The replay selected is a professional replay between Serral (Zerg) and Showtime (Protoss). The replay is 42 minutes long (which is long for a StarCraft II game) which should be a good indication of the upper end of the processing time and requirements for a replay.

In [2]:
# Load a replay
replay = sc2reader.load_replay(
    '../data/replays/SpawningTool/Pro/page1/2021-09-05-zserral-vs-pshowtime.SC2Replay',
    load_level=4)

# Extract a list of replay events
events_list = replay.events

## Extract Event Data from Replay
The following code extracts the events from the replay file and stores them in a pandas dataframe. Multiproccessing is used to speed up the process, as the replay file contains over 150,000 events.

Steps:
1. `events_list` now contains a list of stored event objects. `get_event_data` is a function that takes a specific event, and returns a dictionary of the values for each attribute of that event object. 
2. A multiprocessing pool iterates through all events returning a dictionary for each.
3. The output from the pool is stored in a list of dictionaries which can then be compressed into a pandas dataframe.
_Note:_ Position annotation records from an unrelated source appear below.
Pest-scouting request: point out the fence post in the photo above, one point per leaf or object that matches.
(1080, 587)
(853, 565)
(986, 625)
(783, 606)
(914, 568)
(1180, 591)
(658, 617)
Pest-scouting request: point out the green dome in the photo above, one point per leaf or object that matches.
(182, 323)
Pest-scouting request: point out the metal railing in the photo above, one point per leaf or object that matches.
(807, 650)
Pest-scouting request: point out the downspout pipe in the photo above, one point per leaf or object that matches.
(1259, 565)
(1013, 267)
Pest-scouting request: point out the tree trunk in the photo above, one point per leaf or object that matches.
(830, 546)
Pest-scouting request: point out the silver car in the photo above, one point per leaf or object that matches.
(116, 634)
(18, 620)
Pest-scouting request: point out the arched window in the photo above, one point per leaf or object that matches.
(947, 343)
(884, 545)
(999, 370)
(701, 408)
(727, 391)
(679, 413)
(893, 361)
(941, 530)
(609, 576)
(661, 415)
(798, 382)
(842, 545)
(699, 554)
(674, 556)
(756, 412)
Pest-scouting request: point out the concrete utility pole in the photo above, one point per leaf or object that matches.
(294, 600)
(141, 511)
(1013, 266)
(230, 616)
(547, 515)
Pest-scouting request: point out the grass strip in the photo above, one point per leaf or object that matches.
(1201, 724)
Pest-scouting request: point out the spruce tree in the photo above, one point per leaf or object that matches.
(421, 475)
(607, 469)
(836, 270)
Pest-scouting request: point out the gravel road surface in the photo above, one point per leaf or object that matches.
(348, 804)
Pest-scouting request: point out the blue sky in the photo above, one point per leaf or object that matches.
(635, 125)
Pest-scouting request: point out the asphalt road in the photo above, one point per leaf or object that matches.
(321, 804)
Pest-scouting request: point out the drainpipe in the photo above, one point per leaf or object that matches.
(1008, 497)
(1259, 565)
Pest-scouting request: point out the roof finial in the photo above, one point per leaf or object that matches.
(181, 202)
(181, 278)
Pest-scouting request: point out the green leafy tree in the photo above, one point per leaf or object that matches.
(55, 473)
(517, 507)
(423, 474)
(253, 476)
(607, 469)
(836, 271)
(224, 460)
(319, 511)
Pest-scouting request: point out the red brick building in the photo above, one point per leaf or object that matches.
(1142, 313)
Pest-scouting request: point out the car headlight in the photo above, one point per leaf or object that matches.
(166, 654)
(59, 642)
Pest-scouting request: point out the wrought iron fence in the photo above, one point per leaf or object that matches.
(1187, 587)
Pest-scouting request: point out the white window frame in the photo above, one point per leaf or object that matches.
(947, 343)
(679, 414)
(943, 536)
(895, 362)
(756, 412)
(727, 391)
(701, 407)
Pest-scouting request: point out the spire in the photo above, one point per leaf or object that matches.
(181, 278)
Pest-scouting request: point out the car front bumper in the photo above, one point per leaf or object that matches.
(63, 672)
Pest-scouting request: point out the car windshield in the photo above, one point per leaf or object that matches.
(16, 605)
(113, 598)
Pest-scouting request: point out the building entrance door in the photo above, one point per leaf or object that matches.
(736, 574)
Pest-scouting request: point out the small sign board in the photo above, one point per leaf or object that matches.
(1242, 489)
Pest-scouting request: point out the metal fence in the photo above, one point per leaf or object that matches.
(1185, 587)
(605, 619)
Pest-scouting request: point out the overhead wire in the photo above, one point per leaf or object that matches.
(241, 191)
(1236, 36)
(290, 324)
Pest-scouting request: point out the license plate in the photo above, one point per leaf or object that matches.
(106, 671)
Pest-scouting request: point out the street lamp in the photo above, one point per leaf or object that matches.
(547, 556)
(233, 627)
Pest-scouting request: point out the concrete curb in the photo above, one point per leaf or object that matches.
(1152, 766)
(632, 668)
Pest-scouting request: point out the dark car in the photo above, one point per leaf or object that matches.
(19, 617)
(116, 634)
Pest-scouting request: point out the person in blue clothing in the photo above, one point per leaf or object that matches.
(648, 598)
A list of dictionaries is used so that all column names for all events do not need to be created manually.

In [3]:
# create function to get the event data so that multiprocessing can be used
def get_event_data(event):
    """
    get_event_data
    Extracts the data from the event and returns it as a dictionary
    Ignores events that start with '_', i.e., special attributes and dunder types

    Args:
        event (sc2reader.event): Event object extracted from sc2reader.events

    Returns:
        [dict]: A dictionary containing the event data
    """    
    # ignore attributes that are not needed (special or dunder)
    event_attributes = [attr for attr in dir(event) if not attr.startswith('_')]

    # initialize a dictionary to store the values of each attribute
    d = dict()

    # loop through each attribute and store the value in the dictionary
    for attr in event_attributes:
        # ignore attributes if they do not contain a value type
        if type(getattr(event, attr)) in [int, float, str, bool]:
            d[attr] = getattr(event, attr)
    
    return d

In [4]:
# run the function on each event in the list, returns a list of dictionaries
with Pool() as pool:
    dict_list = pool.map(get_event_data, events_list)
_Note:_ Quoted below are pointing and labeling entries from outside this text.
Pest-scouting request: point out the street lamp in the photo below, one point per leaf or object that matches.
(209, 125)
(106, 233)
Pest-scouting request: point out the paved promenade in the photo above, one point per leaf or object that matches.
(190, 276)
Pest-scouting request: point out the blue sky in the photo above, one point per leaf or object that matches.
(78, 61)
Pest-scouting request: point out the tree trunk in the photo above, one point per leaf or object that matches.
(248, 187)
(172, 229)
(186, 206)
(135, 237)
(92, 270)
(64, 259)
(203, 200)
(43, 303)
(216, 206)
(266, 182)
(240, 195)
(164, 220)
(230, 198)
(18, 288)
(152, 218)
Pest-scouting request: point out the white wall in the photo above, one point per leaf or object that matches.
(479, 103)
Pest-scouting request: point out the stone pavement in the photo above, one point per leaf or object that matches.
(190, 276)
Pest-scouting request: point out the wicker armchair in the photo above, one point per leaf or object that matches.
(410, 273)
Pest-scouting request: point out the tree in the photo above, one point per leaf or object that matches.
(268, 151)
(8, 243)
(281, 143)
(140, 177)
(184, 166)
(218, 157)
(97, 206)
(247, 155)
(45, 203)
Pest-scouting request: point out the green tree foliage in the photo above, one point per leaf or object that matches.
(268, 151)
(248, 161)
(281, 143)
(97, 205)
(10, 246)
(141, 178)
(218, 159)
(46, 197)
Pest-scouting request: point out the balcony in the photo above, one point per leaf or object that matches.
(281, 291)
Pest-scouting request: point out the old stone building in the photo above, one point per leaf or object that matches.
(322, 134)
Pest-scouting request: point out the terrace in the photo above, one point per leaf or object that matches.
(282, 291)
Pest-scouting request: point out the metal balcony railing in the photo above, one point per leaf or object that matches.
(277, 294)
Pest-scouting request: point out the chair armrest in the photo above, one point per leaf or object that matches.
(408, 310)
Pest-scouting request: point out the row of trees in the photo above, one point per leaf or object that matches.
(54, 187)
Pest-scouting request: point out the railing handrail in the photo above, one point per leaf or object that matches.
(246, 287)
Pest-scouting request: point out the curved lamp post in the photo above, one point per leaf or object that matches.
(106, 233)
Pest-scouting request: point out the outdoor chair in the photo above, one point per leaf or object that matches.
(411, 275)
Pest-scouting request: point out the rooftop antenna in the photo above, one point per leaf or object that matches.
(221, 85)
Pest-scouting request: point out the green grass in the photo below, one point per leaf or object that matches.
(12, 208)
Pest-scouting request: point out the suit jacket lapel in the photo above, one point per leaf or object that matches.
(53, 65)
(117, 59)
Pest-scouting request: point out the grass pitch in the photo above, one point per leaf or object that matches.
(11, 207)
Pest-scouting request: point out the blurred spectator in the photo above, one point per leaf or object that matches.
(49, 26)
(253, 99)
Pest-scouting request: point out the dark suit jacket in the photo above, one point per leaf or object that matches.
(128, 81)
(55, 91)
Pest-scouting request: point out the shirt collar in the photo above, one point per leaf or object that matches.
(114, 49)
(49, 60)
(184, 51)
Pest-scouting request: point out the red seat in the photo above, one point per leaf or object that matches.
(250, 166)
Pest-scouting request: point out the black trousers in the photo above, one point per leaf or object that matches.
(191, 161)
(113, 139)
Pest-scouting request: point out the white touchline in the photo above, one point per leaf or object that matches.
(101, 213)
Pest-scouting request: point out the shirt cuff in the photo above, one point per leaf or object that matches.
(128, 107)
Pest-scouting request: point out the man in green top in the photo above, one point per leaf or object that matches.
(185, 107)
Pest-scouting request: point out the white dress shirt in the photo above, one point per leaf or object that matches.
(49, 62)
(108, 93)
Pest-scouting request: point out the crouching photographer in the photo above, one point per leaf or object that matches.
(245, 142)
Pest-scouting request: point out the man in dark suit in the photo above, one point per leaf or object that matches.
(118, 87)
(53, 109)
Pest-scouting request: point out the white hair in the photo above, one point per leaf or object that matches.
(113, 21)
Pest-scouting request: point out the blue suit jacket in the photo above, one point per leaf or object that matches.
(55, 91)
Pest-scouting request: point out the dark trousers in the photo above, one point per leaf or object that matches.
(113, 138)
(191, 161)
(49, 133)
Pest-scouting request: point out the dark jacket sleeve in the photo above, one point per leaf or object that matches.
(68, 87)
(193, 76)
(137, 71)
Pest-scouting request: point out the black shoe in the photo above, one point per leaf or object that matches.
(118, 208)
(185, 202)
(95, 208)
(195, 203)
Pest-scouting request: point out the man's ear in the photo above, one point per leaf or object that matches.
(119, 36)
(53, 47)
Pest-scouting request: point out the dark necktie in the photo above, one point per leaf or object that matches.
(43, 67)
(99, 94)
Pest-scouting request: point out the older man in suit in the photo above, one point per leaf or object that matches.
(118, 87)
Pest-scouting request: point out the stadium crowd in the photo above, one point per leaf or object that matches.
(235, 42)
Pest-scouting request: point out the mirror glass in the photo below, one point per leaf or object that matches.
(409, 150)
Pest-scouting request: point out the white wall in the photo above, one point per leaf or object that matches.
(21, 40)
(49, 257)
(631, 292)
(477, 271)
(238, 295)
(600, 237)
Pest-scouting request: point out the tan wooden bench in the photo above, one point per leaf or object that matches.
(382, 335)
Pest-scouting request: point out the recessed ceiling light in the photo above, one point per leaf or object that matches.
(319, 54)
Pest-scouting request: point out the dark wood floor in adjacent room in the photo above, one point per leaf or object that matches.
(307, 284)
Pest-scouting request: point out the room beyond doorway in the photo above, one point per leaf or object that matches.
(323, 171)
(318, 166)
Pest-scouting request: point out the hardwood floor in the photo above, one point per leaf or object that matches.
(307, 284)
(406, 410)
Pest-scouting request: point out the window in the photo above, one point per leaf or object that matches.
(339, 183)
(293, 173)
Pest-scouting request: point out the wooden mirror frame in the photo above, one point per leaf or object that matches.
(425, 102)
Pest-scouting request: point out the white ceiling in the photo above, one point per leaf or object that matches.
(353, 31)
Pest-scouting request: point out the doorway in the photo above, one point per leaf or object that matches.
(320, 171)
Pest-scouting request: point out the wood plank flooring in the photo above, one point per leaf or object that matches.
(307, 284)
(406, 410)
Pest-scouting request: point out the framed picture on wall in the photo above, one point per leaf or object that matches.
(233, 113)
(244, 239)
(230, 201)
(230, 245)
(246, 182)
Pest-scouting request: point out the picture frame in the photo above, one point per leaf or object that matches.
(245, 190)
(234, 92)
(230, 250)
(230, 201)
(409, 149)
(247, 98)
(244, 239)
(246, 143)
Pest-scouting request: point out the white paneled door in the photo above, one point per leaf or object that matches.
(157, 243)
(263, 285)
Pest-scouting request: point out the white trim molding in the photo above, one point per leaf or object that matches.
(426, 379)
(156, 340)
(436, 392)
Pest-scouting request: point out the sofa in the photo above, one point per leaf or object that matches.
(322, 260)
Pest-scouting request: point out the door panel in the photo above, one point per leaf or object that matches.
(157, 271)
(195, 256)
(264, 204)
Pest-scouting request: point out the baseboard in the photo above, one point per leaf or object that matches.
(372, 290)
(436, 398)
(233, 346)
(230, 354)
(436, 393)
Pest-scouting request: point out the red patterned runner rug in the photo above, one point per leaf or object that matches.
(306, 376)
# convert the list of dictionaries to a dataframe
event_df = pd.DataFrame(dict_list)
event_df.shape

(151759, 112)

We not have an `event_df` with 151,759 rows and 112 columns.
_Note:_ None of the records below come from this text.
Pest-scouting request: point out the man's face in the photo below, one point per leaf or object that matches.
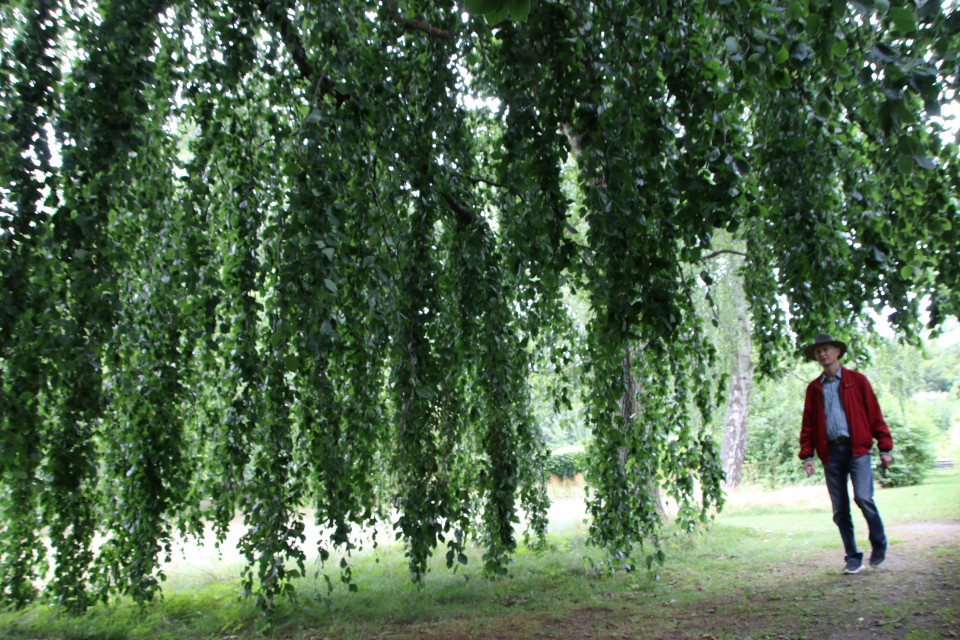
(826, 355)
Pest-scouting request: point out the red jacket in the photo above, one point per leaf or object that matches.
(864, 419)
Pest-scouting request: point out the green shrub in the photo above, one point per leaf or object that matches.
(567, 462)
(913, 455)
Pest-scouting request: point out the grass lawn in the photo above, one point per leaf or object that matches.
(769, 568)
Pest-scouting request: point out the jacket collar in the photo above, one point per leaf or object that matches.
(841, 373)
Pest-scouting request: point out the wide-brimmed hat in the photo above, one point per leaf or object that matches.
(823, 338)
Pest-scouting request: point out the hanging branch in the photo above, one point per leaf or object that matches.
(288, 33)
(416, 25)
(721, 252)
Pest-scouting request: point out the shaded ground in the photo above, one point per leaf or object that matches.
(915, 595)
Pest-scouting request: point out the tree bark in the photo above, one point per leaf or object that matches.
(738, 408)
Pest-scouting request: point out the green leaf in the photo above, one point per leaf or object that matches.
(905, 163)
(483, 6)
(903, 18)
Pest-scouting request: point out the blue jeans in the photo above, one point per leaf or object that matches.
(841, 466)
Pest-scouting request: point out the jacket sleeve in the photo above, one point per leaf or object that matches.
(806, 429)
(878, 428)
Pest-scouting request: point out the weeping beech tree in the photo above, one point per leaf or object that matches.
(261, 258)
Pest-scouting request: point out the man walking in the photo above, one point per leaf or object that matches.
(841, 418)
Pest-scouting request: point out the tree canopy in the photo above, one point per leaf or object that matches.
(276, 255)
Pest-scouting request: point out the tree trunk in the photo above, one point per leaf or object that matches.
(738, 408)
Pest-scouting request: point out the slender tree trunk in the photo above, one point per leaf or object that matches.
(738, 408)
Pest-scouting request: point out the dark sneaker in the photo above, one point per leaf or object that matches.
(854, 565)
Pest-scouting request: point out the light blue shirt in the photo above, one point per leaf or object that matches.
(833, 408)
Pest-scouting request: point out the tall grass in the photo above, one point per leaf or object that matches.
(756, 529)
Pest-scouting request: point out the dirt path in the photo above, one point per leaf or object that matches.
(915, 595)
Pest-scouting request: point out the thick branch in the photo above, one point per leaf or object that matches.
(417, 25)
(484, 181)
(288, 33)
(721, 251)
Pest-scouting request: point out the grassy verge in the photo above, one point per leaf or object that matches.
(770, 562)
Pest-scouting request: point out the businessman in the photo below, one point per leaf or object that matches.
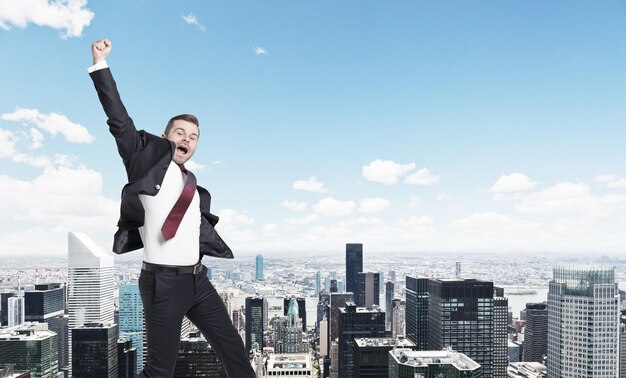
(164, 212)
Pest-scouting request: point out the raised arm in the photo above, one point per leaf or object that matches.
(120, 124)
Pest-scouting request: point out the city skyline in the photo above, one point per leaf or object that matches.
(411, 128)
## Processing the Dataframe
The major steps to accomplish here are:
1. Identify all columns.
2. Drop all columns that are not needed. We will also store a list of columns that are left after dropping in a csv file in the info directory. This list can be used later as a master list of columns for processing of all dataframes.
3. Check if columns are continuous or categorical (discrete integers are considered categorical).
4. Convert all categorical columns into dummy variables and drop the original column, and the first dummy column (using the pandas `drop first` option).
5. Remove all rows with non-player PID values (the players are the first two PIDs in the replay, all other PIDs are observers).
6. Summarise the dataframe by dividing it up into chunks of 10 seconds, summing up the count of all events during that time.